Many watching on television, if they are honest, will feel that both batsmen were hard done by and the spirit of cricket should have applied. If in doubt the batsman is not out.
Clarke talks about pitches, but these two decisions had that train of thought applied could have changed the game, and had it last longer. It appears that so much pressure has been applied to umpires, by television technology that now they will err in favour of the bowler. Many are too afraid to make a wrong decision. Yet umpires are human, like batsmen, bowlers and fielders, and just as they miss the ball, bowl a full toss and drop catches so too can umpires make an error in judgement. Yet it will always be a genuine mistake.
In sport today there is so much scrutiny on the officials that they are scared to make a mistake, as that mistake will be replayed during the live action again and again, and then on news channels the world over.

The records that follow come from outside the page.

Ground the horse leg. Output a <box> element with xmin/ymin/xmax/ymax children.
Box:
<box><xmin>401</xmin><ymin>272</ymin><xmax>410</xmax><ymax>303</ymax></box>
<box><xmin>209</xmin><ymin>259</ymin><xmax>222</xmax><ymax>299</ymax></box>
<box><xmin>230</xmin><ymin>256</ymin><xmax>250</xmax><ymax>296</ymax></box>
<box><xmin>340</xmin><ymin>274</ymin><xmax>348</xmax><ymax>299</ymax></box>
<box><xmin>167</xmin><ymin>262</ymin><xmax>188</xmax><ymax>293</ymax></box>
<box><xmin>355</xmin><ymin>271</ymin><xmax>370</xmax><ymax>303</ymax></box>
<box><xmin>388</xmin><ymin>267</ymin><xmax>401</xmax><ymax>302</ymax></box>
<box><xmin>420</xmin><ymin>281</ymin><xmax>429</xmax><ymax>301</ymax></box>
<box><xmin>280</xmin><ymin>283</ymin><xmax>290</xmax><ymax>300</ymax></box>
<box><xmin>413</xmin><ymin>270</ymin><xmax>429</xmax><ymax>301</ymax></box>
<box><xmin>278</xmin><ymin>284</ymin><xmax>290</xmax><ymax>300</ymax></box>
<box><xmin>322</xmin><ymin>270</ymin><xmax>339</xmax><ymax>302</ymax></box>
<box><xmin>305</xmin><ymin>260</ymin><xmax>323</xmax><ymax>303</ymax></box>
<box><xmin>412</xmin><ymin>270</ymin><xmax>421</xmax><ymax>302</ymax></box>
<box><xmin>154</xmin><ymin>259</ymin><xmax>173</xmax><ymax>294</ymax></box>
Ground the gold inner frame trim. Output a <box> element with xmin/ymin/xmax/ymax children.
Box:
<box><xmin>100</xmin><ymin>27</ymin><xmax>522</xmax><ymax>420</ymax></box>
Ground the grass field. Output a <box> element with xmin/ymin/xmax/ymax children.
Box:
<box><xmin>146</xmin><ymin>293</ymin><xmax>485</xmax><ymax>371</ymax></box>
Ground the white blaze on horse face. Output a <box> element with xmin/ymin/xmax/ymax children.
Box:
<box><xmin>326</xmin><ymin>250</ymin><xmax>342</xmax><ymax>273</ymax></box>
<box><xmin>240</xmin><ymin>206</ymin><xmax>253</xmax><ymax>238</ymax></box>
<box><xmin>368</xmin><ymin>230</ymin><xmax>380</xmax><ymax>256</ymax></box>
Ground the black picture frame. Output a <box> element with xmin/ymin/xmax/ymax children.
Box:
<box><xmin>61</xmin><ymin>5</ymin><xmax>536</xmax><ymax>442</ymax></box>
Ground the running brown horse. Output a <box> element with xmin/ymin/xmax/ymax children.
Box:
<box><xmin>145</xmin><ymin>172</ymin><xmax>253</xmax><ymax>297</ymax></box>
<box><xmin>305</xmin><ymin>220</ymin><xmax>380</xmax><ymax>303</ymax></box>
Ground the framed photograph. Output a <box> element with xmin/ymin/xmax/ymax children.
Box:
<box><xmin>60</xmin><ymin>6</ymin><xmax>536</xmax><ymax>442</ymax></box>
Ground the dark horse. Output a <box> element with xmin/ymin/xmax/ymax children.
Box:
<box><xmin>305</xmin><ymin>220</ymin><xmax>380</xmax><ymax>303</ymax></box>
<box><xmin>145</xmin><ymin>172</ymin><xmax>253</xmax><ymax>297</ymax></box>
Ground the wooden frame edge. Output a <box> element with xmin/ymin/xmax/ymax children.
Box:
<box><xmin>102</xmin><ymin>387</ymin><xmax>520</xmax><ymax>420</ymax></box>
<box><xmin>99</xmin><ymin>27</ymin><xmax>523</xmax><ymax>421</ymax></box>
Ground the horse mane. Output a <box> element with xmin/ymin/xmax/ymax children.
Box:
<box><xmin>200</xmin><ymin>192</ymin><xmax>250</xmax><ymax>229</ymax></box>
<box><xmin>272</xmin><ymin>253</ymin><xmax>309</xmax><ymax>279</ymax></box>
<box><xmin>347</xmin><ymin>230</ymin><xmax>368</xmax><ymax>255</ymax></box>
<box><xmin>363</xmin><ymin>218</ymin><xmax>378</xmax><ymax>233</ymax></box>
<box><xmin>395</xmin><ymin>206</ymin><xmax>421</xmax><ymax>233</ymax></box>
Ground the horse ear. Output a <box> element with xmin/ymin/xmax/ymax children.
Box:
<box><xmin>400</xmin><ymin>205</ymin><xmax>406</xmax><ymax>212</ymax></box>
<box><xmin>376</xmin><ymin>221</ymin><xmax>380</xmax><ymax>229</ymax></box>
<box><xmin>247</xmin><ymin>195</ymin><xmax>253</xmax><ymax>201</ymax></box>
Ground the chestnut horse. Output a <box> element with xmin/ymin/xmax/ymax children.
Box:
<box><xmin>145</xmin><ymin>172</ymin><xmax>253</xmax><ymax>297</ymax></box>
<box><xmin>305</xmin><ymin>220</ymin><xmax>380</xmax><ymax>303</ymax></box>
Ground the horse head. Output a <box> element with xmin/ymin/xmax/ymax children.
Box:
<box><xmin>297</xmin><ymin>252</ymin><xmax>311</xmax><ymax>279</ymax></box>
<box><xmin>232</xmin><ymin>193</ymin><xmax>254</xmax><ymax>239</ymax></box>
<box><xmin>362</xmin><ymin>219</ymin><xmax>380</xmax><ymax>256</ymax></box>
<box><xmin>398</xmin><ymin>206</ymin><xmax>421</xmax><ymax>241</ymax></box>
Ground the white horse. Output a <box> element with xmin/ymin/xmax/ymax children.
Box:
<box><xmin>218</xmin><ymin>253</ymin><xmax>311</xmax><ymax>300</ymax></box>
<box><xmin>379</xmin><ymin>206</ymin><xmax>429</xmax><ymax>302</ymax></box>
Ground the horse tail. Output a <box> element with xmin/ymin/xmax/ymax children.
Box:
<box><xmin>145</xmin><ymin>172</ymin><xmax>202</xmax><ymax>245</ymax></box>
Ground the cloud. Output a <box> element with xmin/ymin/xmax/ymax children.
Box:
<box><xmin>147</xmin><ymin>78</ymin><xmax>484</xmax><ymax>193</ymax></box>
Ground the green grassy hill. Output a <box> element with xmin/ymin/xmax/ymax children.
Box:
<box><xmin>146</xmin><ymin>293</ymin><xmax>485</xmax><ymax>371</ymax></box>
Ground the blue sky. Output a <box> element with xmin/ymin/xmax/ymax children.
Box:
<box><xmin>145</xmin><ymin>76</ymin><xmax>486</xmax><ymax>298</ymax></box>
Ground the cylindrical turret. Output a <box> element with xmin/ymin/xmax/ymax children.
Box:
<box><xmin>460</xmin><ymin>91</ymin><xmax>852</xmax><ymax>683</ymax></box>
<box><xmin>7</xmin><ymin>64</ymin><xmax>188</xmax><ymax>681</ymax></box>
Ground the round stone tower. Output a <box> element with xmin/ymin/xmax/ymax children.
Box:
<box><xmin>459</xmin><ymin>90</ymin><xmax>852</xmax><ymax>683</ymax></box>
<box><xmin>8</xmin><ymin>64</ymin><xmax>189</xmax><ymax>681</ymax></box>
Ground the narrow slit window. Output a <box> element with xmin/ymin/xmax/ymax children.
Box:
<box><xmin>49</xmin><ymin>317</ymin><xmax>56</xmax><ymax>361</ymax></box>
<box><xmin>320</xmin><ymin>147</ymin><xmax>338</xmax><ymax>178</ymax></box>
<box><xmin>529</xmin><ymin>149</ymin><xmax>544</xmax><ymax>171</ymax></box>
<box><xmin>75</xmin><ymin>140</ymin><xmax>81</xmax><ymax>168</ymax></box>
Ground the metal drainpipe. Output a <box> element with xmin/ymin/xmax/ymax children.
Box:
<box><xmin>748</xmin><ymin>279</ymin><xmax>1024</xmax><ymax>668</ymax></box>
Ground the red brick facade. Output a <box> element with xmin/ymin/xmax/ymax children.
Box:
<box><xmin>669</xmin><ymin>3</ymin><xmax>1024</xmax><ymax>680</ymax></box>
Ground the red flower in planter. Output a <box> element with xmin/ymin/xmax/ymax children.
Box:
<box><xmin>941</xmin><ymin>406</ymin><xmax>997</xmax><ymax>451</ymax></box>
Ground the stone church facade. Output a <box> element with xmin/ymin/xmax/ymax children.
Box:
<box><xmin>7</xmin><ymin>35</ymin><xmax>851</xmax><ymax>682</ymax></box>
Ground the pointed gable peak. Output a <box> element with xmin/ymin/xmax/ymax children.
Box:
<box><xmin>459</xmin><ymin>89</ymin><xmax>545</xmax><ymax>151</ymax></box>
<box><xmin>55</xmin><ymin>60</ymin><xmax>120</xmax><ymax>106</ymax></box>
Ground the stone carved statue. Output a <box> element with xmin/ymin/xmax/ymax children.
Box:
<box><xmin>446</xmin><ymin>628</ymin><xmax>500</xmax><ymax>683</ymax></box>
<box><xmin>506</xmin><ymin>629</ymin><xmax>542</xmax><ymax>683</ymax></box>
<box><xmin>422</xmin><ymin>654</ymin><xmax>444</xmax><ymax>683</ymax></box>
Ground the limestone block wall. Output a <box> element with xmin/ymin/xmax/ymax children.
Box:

Surely such mistakes are part of the game. Sure we want to get things as right as possible, but we are after all, all human, and it is sometimes important to remember that.
Just as Michael Clarke is saying we should trust the Curator to prepare a wicket that will last five days, should we not accept the umpires decision, if it is not clear from a replay within 30 seconds that a batsman has hit it?
So is it a pitch or an umpiring decision that could best prolong the match? Probably a combination of the two.